Monday, February 27, 2012

walmart tires: how i grew old

Took my Irish twins for an outing today. If that strikes you as racist, and you're Irish, I apologize. The rest of you can chill, because the Irish don't care if I use that term. So. Toby and Brynn.

To begin the tale, Brynn cut her hair yesterday. I consider myself lucky that it has taken this long. Somehow she seems to have snipped evenly around the bun I had tucked up on top of her head, resulting in a drastically thinned but still salvageable head of hair. So. I convinced her that if we had to go get a haircut, we might as well throw in an ear piercing as well, and I bought some OTC numbing cream that I thought would numb her lobes enough to make it through. Spoiler alert! did NOT work.

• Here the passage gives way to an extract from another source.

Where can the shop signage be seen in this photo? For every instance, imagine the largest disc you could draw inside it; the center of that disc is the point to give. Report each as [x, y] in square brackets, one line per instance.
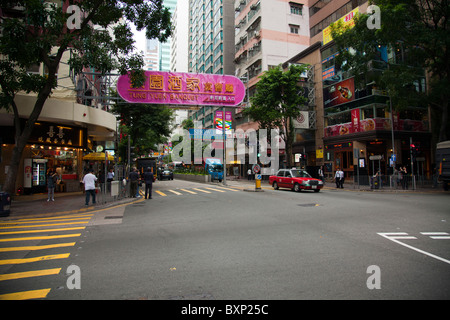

But back then, at lunchtime when I was young, I watched them getting their hair cut simultaneously, and I thought what a cute blog entry this would make. Brynn sitting extremely still, paranoid of scissors around her face, because I have not failed to put the fear of God in her about bad things that WILL SURELY happen if people get poked in the head with scissors and that is why little girls should never ever EVER cut their own hair again, and Toby chatting up his hairdresser, who was very concerned about the weird little kid talking like a 30 year old in her chair. It was cute, see?

Then we got the ears pierced, and spoiler alert: there was so much screaming. but still, a pretty good little outing and no frantic calls from my baby daddy who was working while my baby was hypothetically taking a nap. So we decided to keep going and get the oil changed and 2 tires replaced, at Walmart because that's how I do. Who could have told me that only 2 and a half short hours later, I would be internally begging God to send fire on us all and END this suffering? Oh, you could have? Well, I wouldn't have believed you, back then. A few questions: why isn't there a public bathroom in the TLE? I wouldn't mind sharing it with mechanics. Shoot, I'd take a port-a-potty over trekking half the store SIX times with a panicking kid who then pees a teaspoon of liquid and wants to know what a sanitary napkin is, and if she can spend her quarter on one. SIX times. And the resident genius, reading posters about fuel intake valves and looking questioningly at me, and my poor judgment in not getting those cleaned...

And then, around the 2 hour mark, when there were 20 people standing around waiting on their cars and I saw no end in sight, then they said there were only 2 people in front of me for tires. Did I shake my fist at the heavens? No, because it was being tugged frantically by someone who claimed to be seconds away from peeing in their pants. REALLY. I canceled the new tires. What is more important, living my life, in my home, with my family, or spending my remaining days on earth in the Walmart TLE, buying keychains just to keep my brain alive? I sat down, defeated, because my keys were outside somewhere, with my van, and a guy in coveralls, and our collective destinies were at his mercy.

Many, many years later, we arrived home. When I left here, I was so young, so vibrant, so naive. I remember thinking one could get tires in an hour. Ah, youth.  Goodbye, old me. Goodbye.


  1. HA! So have been there! mama

  2. With age comes wisdom, little grasshopper.